Texte intégral
LA COUR DE CASSATION, CHAMBRE SOCIALE, a rendu l'arrêt suivant :
Sur le moyen unique, pris en sa première branche :
Vu les articles L. 8221-5 et L. 8223-1 du code du travail ;
Attendu selon l'arrêt attaqué et les productions, que M. X... engagé le 7 octobre 2003 par la société Usta Aravo en qualité de menuisier, a été licencié pour motif économique le 16 octobre 2004 ; que la société a été mise en liquidation judiciaire le 5 janvier 2005, liquidation clôturée le 9 décembre 2008 pour insuffisance d'actif ;
Attendu que pour fixer la créance du salarié au passif de la société soit la somme de 11 995, 62 euros et déclarer sa décision opposable à l'AGS, l'arrêt retient que rien ne permet de constater que l'employeur a effectivement versé aux organismes concernés les cotisations sociales afférentes aux salaires ;
Qu'en statuant ainsi, alors d'une part, que la cour d'appel constatait que le salarié abandonnait son moyen relatif au défaut de déclaration à l'URSSAF et alors d'autre part, que le manquement de l'employeur à son obligation de payer les cotisations sociales, s'il l'oblige à réparer les conséquences dommageables qui en sont résultées pour le salarié, ne suffit pas en soi, à caractériser une dissimulation volontaire d'emploi, la cour d'appel a violé les textes susvisés ;
PAR CES MOTIFS et sans qu'il y ait lieu de statuer sur les autres griefs :
CASSE ET ANNULE, en toutes ses dispositions, l'arrêt rendu le 3 juillet 2008, entre les parties, par la cour d'appel de Paris ; remet, en conséquence, la cause et les parties dans l'état où elles se trouvaient avant ledit arrêt et, pour être fait droit, les renvoie devant la cour d'appel de Versailles ;
Condamne M. X... aux dépens ;
Vu les articles 700 du code de procédure civile et 37 et 75 de la loi du 10 juillet 1991, rejette la demande de la SCP Bouzidi et Bouhana ;
Dit que sur les diligences du procureur général près la Cour de cassation, le présent arrêt sera transmis pour être transcrit en marge ou à la suite de l'arrêt cassé ;
Ainsi fait et jugé par la Cour de cassation, chambre sociale, et prononcé par le président en son audience publique du vingt-quatre mars deux mille dix.
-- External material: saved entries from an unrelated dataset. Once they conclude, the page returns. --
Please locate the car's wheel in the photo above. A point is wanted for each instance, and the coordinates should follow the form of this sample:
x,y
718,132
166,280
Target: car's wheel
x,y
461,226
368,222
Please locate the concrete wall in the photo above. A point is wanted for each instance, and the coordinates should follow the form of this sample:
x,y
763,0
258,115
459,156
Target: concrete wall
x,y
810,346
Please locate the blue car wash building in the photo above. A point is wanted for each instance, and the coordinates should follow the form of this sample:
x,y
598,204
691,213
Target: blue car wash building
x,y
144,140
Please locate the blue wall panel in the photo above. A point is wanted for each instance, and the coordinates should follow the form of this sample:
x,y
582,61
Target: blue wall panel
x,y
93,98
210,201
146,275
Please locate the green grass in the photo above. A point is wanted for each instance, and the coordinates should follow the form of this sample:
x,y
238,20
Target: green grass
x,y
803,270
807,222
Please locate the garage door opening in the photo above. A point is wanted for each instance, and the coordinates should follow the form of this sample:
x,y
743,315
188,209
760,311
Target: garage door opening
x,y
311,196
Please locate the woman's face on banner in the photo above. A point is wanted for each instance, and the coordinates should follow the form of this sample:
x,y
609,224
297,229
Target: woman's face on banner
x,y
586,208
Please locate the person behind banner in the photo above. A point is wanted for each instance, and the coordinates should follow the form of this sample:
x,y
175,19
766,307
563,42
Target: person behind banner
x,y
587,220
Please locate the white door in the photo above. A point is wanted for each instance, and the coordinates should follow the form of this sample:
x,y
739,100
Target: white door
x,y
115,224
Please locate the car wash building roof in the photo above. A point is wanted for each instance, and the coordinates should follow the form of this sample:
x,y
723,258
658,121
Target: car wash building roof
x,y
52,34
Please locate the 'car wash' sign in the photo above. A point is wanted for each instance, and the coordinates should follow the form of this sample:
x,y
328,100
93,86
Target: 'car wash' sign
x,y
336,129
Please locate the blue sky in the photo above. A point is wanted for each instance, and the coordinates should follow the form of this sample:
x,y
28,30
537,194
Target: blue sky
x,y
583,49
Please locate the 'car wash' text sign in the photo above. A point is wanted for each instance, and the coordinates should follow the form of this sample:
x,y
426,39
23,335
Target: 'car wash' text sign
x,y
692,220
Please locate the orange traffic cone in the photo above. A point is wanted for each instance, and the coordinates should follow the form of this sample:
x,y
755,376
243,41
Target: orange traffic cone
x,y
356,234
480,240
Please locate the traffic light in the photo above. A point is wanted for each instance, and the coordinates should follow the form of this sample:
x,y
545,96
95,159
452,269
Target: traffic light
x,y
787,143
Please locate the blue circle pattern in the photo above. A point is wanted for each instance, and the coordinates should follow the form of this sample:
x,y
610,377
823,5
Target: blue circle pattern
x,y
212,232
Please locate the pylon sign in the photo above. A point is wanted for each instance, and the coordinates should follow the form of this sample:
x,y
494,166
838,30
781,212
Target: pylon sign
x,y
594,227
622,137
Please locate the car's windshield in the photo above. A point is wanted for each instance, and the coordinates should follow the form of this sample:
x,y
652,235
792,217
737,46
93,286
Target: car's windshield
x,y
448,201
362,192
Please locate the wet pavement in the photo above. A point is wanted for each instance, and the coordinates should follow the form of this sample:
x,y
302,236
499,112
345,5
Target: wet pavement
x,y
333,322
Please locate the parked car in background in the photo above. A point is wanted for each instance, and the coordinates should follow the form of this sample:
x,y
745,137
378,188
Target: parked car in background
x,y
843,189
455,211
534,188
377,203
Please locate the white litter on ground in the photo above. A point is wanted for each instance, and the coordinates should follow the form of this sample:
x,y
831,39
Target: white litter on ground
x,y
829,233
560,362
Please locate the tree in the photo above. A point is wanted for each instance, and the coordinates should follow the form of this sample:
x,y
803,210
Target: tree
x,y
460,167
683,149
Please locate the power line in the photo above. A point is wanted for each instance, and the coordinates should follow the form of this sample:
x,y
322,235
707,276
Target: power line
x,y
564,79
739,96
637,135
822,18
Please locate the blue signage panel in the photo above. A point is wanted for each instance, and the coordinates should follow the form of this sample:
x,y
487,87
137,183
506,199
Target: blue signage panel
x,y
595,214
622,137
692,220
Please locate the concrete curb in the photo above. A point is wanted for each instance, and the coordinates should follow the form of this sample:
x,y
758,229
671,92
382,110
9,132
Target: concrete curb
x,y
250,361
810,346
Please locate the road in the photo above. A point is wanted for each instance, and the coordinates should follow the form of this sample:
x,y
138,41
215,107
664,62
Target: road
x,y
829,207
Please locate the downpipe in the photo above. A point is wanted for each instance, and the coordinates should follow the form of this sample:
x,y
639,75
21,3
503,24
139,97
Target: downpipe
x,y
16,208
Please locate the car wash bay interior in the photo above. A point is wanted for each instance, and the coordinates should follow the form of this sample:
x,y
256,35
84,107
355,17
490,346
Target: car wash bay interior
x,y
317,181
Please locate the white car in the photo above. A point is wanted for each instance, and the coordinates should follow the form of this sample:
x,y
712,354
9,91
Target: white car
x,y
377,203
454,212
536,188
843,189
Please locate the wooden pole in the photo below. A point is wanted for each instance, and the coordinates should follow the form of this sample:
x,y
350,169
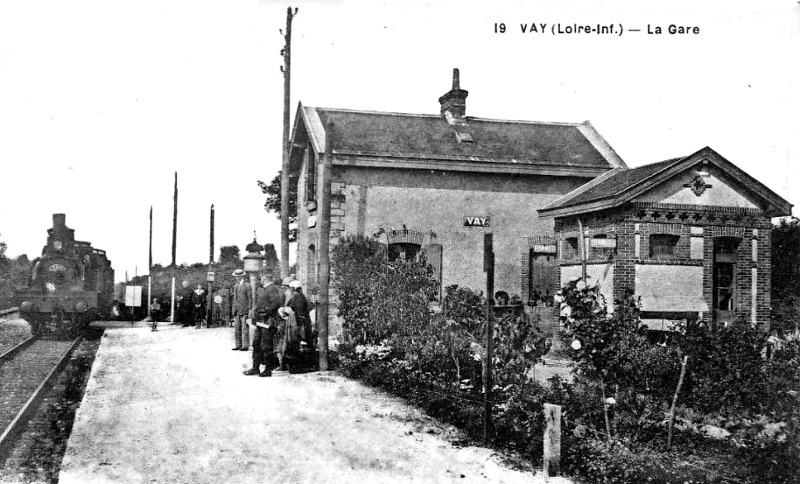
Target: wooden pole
x,y
675,400
172,303
210,298
150,267
175,220
582,241
551,463
323,310
488,267
286,69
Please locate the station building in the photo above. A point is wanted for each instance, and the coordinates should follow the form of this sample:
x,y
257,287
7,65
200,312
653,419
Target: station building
x,y
439,182
689,236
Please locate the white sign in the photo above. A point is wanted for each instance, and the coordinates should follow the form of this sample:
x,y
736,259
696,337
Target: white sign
x,y
603,243
476,221
133,296
544,249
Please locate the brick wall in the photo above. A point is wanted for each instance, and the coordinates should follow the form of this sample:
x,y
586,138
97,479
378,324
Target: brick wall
x,y
640,221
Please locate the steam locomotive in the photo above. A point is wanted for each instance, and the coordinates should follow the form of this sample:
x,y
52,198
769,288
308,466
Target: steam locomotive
x,y
71,284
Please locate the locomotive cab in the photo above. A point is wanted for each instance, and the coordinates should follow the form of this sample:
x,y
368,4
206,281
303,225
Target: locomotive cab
x,y
70,281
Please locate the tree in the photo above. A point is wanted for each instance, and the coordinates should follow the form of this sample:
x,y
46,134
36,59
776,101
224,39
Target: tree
x,y
786,273
273,202
271,261
229,254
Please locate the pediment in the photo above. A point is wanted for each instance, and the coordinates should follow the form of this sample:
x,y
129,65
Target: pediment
x,y
703,184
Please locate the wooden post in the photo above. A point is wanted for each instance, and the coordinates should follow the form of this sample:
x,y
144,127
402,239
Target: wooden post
x,y
675,400
150,267
584,251
488,267
551,463
210,298
286,69
323,310
175,221
172,303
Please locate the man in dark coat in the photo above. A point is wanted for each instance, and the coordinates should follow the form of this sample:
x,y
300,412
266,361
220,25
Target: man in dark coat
x,y
242,302
187,306
268,300
199,305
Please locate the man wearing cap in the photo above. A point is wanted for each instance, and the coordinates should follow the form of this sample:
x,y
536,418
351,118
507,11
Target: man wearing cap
x,y
242,301
268,300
MOYEN ANNEXE au présent arrêt
Moyen produit par la SCP Piwnica et Molinié, avocat aux Conseils, pour l'AGS et l'UNEDIC
Il est fait grief à l'arrêt attaqué d'avoir fixé, au passif de l'employeur, une indemnité pour travail dissimulé, et d'avoir déclaré sa décision opposable à l'AGS ;
AUX MOTIFS QUE rien ne permet de constater que la S. A. R. L. USTA ARAVO ait effectivement versé aux organismes concernés les cotisations sociales afférentes aux salaires ; que de ce fait, Mansour X... s'est trouvé au chômage sans indemnisation pendant une durée de cinq mois ; que l'article L. 8221-3 du code du travail répute travail dissimulé toute personne qui s'est soustraite intentionnellement à ses obligations en ne procédant pas, notamment, aux déclarations qui doivent être faites aux organisme, de protection sociale ; que Mansour X... prétend donc a bon droit à l'octroi de l'indemnité prévue à l'article L. 8223-1 de ce code en cas de violation de l'article L. 8221-3 ;
1°) ALORS QU'est réputé travail dissimulé par dissimulation d'emploi salarié le fait pour tout employeur de se soustraire intentionnellement à l'accomplissement de la déclaration préalable à l'embauche ou à la délivrance d'un bulletin de paie, ou de mentionner sur ce dernier un nombre d'heures de travail inférieur à celui réellement accompli, si cette mention ne résulte pas d'une convention ou d'un accord collectif d'aménagement du temps de travail conclu en application du titre II du livre ler de la troisième partie ; qu'en se fondant sur le défaut de paiement des cotisations sociales par l'employeur pour en déduire l'existence d'un travail dissimulé, la cour d'appel a violé l'article L. 8221-5 du code du travail ;
2°) ALORS QUE, en tout état de cause, il n'appartient pas à l'employeur de rapporter la preuve de l'accomplissement des formalités prévues à l'article L. 8221-5 du code du travail, à défaut desquelles le travail est réputé clandestin ; qu'à supposer même que le défaut de paiement par l'employeur des cotisations sociales afférentes à la rémunération du salarié ait été de nature à constituer un travail dissimulé, la cour d'appel ne pouvait retenir que leur paiement n'était pas établi, sans inverser la charge de la preuve et violer les articles 1315 du code civil et L. 8221-5 du code du travail.